Harden container cancel-and-wait supervisor loop

This should hopefully make teardown more reliable and includes better logic to fail over to a hard kill path after a 3 second timeout waiting for the instance to complete using the `docker-py` wait API. Also generalize the supervisor teardown loop by allowing the container config endpoint to return 2 msgs to expect: - a startup message that can be read from the container's internal process logging that indicates it is fully up and ready. - a teardown msg that can be polled for that indicates the container has gracefully terminated after a cancellation request which is passed to our container wrappers `.cancel()` method. Make the marketstore config endpoint return the 2 messages we previously had hard coded and use this new api.
2022-06-23 10:23:14 -04:00 · 2022-06-23 10:23:14 -04:00 · b8b76a32a6
parent dcee0ddd55
commit b8b76a32a6
2 changed files with 62 additions and 32 deletions
--- a/piker/data/_ahab.py
+++ b/piker/data/_ahab.py
@ -19,6 +19,7 @@ Supervisor for docker with included specific-image service helpers.

 '''
 import os
+import time
 from typing import (
    Optional,
    Callable,
@ -186,45 +187,62 @@ class Container:

    async def cancel(
        self,
+        stop_msg: str,
    ) -> None:

        cid = self.cntr.id
+        # first try a graceful cancel
+        log.cancel(
+            f'SIGINT cancelling container: {cid}\n'
+            f'waiting on stop msg: "{stop_msg}"'
+        )
        self.try_signal('SIGINT')

-        with trio.move_on_after(0.5) as cs:
-            cs.shield = True
-            await self.process_logs_until('initiating graceful shutdown')
-            await self.process_logs_until('exiting...',)
+        start = time.time()
+        for _ in range(30):

-        for _ in range(10):
            with trio.move_on_after(0.5) as cs:
                cs.shield = True
-                await self.process_logs_until('exiting...',)
+                await self.process_logs_until(stop_msg)
+
+                # if we aren't cancelled on above checkpoint then we
+                # assume we read the expected stop msg and terminated.
                break

-            if cs.cancelled_caught:
-                # get out the big guns, bc apparently marketstore
-                # doesn't actually know how to terminate gracefully
-                # :eyeroll:...
-                self.try_signal('SIGKILL')
+            try:
+                log.info(f'Polling for container shutdown:\n{cid}')
+                self.cntr.wait(
+                    timeout=0.1,
+                    condition='not-running',
+                )
+                break

-                try:
-                    log.info('Waiting on container shutdown: {cid}')
-                    self.cntr.wait(
-                        timeout=0.1,
-                        condition='not-running',
-                    )
-                    break
-
-                except (
-                    ReadTimeout,
-                    ConnectionError,
-                ):
-                    log.error(f'failed to wait on container {cid}')
-                    raise
+            except (
+                ReadTimeout,
+            ):
+                log.info(f'Still waiting on container:\n{cid}')
+                continue

+            except (
+                docker.errors.APIError,
+                ConnectionError,
+            ):
+                log.exception(f'Docker connection failure')
+                break
        else:
-            raise RuntimeError('Failed to cancel container {cid}')
+            delay = time.time() - start
+            log.error(
+                f'Failed to kill container {cid} after {delay}s\n'
+                'sending SIGKILL..'
+            )
+            # get out the big guns, bc apparently marketstore
+            # doesn't actually know how to terminate gracefully
+            # :eyeroll:...
+            self.try_signal('SIGKILL')
+            self.cntr.wait(
+                timeout=3,
+                condition='not-running',
+            )

        log.cancel(f'Container stopped: {cid}')

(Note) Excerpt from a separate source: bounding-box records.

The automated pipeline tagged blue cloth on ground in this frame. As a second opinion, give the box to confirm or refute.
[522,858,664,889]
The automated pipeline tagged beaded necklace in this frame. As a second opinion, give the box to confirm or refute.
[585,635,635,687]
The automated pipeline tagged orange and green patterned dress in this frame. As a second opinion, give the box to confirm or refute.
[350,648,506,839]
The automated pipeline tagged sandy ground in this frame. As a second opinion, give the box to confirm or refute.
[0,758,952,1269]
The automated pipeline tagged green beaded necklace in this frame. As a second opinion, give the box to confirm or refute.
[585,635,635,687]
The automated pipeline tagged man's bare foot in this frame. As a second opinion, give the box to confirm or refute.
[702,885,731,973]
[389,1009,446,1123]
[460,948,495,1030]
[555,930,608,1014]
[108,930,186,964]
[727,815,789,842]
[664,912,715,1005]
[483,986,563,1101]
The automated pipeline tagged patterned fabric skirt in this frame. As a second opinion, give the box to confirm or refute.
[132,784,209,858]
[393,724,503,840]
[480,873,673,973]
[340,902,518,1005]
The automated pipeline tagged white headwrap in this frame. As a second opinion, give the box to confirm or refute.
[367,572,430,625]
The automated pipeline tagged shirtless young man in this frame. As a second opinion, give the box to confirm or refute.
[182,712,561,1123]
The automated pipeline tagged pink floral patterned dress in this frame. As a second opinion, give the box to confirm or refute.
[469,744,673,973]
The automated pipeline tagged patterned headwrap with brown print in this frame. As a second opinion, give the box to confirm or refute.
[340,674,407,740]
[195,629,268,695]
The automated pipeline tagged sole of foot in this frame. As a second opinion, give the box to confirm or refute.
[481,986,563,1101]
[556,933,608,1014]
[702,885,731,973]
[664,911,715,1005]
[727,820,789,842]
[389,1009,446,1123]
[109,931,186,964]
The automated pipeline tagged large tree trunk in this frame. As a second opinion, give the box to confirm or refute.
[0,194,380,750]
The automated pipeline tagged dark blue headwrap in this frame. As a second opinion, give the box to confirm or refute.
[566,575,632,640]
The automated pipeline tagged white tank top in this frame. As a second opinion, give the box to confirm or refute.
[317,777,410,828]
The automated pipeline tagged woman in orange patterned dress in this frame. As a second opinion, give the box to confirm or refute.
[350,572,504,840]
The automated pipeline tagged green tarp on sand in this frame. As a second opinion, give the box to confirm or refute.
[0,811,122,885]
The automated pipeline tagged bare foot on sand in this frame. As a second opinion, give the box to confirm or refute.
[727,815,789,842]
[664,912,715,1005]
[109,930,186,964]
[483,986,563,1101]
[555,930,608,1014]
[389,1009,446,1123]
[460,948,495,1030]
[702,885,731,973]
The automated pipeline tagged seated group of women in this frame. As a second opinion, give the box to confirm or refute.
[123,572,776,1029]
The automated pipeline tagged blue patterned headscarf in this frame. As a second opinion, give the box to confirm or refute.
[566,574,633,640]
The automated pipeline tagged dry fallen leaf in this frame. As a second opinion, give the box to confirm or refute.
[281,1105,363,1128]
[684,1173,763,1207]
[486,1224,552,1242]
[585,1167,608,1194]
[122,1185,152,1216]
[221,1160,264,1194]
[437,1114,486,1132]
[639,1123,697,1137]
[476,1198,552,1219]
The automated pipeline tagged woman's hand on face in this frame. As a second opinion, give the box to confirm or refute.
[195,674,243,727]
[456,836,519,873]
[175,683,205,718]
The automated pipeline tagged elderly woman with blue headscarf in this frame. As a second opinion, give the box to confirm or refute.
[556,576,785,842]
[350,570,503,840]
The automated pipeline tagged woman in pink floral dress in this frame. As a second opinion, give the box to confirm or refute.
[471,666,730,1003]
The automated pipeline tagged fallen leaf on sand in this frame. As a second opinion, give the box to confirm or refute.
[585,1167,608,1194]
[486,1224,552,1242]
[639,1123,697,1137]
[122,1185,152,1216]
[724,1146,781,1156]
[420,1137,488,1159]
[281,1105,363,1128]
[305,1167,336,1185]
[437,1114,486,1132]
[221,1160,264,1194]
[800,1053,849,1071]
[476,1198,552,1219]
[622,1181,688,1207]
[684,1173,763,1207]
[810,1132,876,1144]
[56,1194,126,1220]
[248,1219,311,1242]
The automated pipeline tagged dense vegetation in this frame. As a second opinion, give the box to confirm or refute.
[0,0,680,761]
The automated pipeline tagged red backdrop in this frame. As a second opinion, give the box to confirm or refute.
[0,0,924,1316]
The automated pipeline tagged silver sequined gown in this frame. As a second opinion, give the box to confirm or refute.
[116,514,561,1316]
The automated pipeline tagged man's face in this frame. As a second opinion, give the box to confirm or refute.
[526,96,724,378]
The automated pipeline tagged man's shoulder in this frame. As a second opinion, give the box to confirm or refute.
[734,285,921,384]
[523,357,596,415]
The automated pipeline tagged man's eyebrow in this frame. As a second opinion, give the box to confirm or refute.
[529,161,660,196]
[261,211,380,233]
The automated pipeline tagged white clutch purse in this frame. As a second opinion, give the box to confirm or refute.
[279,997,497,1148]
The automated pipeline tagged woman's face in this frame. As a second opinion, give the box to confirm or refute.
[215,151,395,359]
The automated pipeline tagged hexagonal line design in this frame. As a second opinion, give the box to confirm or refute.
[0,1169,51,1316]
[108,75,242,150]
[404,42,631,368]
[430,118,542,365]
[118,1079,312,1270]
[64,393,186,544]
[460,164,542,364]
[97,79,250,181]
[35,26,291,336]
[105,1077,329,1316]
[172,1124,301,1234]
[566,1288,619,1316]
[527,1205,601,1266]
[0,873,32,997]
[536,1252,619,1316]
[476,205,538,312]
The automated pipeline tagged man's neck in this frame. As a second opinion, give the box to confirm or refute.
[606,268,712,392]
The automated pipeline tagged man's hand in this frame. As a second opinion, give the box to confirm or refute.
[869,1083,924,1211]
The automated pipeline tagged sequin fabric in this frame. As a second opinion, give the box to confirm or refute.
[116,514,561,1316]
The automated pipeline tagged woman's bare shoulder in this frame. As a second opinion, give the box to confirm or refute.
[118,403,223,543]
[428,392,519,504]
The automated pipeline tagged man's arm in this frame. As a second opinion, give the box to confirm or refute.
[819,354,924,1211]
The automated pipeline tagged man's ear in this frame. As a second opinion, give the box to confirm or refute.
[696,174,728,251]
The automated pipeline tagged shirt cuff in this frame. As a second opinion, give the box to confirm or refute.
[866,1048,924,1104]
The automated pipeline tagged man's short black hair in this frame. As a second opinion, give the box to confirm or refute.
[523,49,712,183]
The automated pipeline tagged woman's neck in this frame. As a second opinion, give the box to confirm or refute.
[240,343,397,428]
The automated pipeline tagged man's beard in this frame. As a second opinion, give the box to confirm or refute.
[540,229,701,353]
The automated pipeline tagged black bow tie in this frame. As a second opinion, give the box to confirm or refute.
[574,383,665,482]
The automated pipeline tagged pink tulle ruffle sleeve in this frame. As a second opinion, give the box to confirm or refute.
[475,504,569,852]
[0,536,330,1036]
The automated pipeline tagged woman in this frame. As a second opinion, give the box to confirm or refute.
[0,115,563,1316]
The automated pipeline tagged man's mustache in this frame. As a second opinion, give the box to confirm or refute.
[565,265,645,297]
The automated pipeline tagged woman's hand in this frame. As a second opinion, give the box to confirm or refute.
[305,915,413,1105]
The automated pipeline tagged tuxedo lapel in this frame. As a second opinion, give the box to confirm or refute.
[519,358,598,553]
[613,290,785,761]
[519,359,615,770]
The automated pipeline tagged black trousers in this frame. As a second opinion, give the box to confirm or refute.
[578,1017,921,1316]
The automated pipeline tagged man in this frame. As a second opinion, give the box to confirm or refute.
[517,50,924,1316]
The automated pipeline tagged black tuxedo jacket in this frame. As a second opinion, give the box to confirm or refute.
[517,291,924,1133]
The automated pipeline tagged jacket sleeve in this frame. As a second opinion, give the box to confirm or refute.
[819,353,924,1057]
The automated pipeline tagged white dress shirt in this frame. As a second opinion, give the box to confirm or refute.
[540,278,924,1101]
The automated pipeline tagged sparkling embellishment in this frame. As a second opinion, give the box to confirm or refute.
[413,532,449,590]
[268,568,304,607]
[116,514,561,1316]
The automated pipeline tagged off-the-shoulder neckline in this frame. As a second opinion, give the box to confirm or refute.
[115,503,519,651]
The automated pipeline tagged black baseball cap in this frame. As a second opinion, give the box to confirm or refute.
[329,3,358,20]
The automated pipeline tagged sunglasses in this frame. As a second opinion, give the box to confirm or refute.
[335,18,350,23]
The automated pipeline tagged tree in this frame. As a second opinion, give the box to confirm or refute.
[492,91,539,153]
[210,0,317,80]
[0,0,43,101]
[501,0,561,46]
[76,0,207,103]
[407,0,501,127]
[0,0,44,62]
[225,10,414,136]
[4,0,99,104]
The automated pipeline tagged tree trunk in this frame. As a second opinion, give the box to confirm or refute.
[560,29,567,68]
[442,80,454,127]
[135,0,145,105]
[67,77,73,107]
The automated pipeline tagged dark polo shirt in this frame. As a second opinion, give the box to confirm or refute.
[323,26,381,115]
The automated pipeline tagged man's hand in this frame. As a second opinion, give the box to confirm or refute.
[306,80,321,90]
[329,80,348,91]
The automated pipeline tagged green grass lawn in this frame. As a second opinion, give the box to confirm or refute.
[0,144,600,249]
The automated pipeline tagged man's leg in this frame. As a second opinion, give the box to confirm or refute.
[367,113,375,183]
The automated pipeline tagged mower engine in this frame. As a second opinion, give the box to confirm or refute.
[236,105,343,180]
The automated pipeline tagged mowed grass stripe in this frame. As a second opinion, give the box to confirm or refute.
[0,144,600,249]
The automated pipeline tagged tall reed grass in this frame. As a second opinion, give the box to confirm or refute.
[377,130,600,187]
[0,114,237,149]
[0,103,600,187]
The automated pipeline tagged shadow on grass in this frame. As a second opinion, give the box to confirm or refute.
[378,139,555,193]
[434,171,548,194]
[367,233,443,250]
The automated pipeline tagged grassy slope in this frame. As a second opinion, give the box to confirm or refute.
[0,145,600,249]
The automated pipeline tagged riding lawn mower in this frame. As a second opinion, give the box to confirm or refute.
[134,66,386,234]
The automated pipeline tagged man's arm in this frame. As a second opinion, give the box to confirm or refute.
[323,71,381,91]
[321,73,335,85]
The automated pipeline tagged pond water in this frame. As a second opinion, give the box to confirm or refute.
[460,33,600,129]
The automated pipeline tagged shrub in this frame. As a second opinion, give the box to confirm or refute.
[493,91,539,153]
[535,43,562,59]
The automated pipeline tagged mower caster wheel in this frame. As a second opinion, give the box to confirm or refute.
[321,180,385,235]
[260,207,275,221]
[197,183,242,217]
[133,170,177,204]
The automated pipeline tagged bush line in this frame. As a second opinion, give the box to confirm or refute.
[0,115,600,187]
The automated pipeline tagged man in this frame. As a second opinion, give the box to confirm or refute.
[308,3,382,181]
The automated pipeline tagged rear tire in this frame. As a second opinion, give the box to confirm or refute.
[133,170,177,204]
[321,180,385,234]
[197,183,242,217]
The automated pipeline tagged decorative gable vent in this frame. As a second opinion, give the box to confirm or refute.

@ -245,13 +263,18 @@ async def open_ahabd(
        # params, etc. passing to ``Containter.run()``?
        # call into endpoint for container config/init
        ep_func = NamespacePath(endpoint).load_ref()
-        dcntr, cntr_config = ep_func(client)
+        (
+            dcntr,
+            cntr_config,
+            start_msg,
+            stop_msg,
+        ) = ep_func(client)
        cntr = Container(dcntr)

        with trio.move_on_after(1):
-            found = await cntr.process_logs_until(
-                "launching tcp listener for all services...",
-            )
+            found = await cntr.process_logs_until(start_msg)
+                # "launching tcp listener for all services...",
+            # )

            if not found and cntr not in client.containers.list():
                raise RuntimeError(
@ -278,7 +301,7 @@ async def open_ahabd(
        ):

            with trio.CancelScope(shield=True):
-                await cntr.cancel()
+                await cntr.cancel(stop_msg)

            raise

--- a/piker/data/marketstore.py
+++ b/piker/data/marketstore.py
@ -185,7 +185,14 @@ def start_marketstore(
        init=True,
        # remove=True,
    )
-    return dcntr, _config
+    return (
+        dcntr,
+        _config,
+
+        # expected startup and stop msgs
+        "launching tcp listener for all services...",
+        "exiting...",
+    )


 _tick_tbk_ids: tuple[str, str] = ('1Sec', 'TICK')